La ricerca, da parte di un manipolo di volontari, di una diga dalla grossa portata di acqua che potesse far tornare l'elettricità in città, consente l'incontro/scontro di due organizzazioni che si possono ormai definire civiltà differenti.
E se da una parte gli umani hanno già dimostrato di quanto sono capaci, di dove arriva il loro cinismo e la loro avidità, con questo dinamico film fanta-civico impariamo come anche una società nascente, e come tale pura e desiderosa di rimanerlo, guardinga nel non trasformarsi nel mostro famelico dal quale si è a fatica sottratta, finisca per ricadere negli stessi errori e nel medesimo vortice di violenza e prepotenza che hanno caratterizzato il proprio nemico. Visivamente le scimmie sagge assumono atteggiamenti e sguardi lineari, mentre gli scenografi e i disegnatori dei progetti trasfigurano quasi come vampiri le scimmie cattive, umanizzate del lato più oscuro della razza dominante. Su tutti il personaggio di Kobe, quello che nel film precedente veniva salvato da un laboratorio che lo aveva impiegato negli esperimenti più crudeli, e che ora impersona il tradimento e l'imbarbarimento, diviene ora un mostro anche nell'aspetto, con denti da vampiro e viso maligno su cui un occhio guercio e opaco disegna un ghigno satanico emblematico e molto efficace per rendere il male, la cattiveria, la sete di vendetta.

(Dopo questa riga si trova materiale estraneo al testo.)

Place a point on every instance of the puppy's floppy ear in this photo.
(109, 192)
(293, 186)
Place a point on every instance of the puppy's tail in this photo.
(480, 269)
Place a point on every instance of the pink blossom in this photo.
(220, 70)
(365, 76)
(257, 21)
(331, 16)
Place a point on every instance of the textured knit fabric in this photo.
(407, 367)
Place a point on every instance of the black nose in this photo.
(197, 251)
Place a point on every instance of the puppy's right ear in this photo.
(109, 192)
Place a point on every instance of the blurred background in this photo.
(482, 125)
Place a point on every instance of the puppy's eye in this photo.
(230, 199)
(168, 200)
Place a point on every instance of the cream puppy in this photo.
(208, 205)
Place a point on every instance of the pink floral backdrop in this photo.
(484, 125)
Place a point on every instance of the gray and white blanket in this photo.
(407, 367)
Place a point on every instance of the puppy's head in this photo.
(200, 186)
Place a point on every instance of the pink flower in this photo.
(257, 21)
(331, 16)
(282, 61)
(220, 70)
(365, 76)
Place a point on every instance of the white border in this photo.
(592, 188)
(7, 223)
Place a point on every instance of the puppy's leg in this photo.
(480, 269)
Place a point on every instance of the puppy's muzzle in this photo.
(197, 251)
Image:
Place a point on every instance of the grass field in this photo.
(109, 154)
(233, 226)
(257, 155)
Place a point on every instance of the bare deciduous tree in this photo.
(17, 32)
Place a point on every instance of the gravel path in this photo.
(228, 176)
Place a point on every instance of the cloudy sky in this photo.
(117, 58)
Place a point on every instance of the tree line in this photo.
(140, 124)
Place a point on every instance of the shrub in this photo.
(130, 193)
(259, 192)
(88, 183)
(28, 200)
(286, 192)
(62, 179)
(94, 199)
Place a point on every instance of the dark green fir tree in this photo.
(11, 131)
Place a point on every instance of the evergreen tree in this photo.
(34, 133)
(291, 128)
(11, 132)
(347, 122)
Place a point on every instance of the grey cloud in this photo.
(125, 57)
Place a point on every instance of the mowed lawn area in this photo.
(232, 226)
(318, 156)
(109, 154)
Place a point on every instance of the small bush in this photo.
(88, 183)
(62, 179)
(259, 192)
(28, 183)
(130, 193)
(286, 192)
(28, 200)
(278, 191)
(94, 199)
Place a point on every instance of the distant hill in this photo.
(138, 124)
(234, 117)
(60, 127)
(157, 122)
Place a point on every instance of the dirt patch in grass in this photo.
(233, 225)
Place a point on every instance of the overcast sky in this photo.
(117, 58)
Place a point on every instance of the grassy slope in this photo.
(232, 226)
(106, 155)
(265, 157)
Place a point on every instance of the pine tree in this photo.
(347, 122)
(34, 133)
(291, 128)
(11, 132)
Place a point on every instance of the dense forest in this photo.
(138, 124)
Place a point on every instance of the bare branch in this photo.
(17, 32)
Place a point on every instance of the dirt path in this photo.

Il film si avvale, più in generale, di effetti speciali che rendono le scimmie davvero realistiche e così espressive e duttili da far inquietudine, grazie anche e soprattutto a quello sguardo umano dove il barlume di intelligenza che le rende razza eletta e li eleva a esseri intelligenti, scaturisce e si traduce grazie agli occhi meravigliosi e duttili del grande Andy Serkis, quintessenza dello "sguardo", Gollum, King Kong o, come qui, Cesare che dir si voglia.
La vicenda corale esclude la presenza di altri grandi nomi di star nel cast comunque piuttosto composito, eccetto ovviamente il grande Gary Oldman, al quale bastano poche scene da protagonista assoluto per ribadire l'intensità d'attore che non ha mai mancato di dimostrare altrove.
Matt Reeves, uno che di remake se ne intende (Blood Story è un dignitoso rifacimento, a tempo record, di un film horror scandinavo molto interessante), appare un regista funzionale, perfettamente a suo agio a dirigere attori veri e digitali, circondati da set avveniristici finti eppure così reali ed appassionanti.
Inevitabili sentimentalismi, legati soprattutto alla famiglia del capo branco Cesare, rimangono il tallone d'Achille che pare impossibile riuscire a non scoprire, almeno in parte. Tuttavia il film si sopporta, e grazie al ritmo della concitata vicenda, ci fa metter da parte qualche fastidiosa sdolcinatura di scrittura, per tenerci desti con un'epica che, anche stavolta, sarà destinata con tutta probabilità a creare altre storie, altri capitoli, altri seguiti, speriamo dignitosi e validi come quest'ultimo.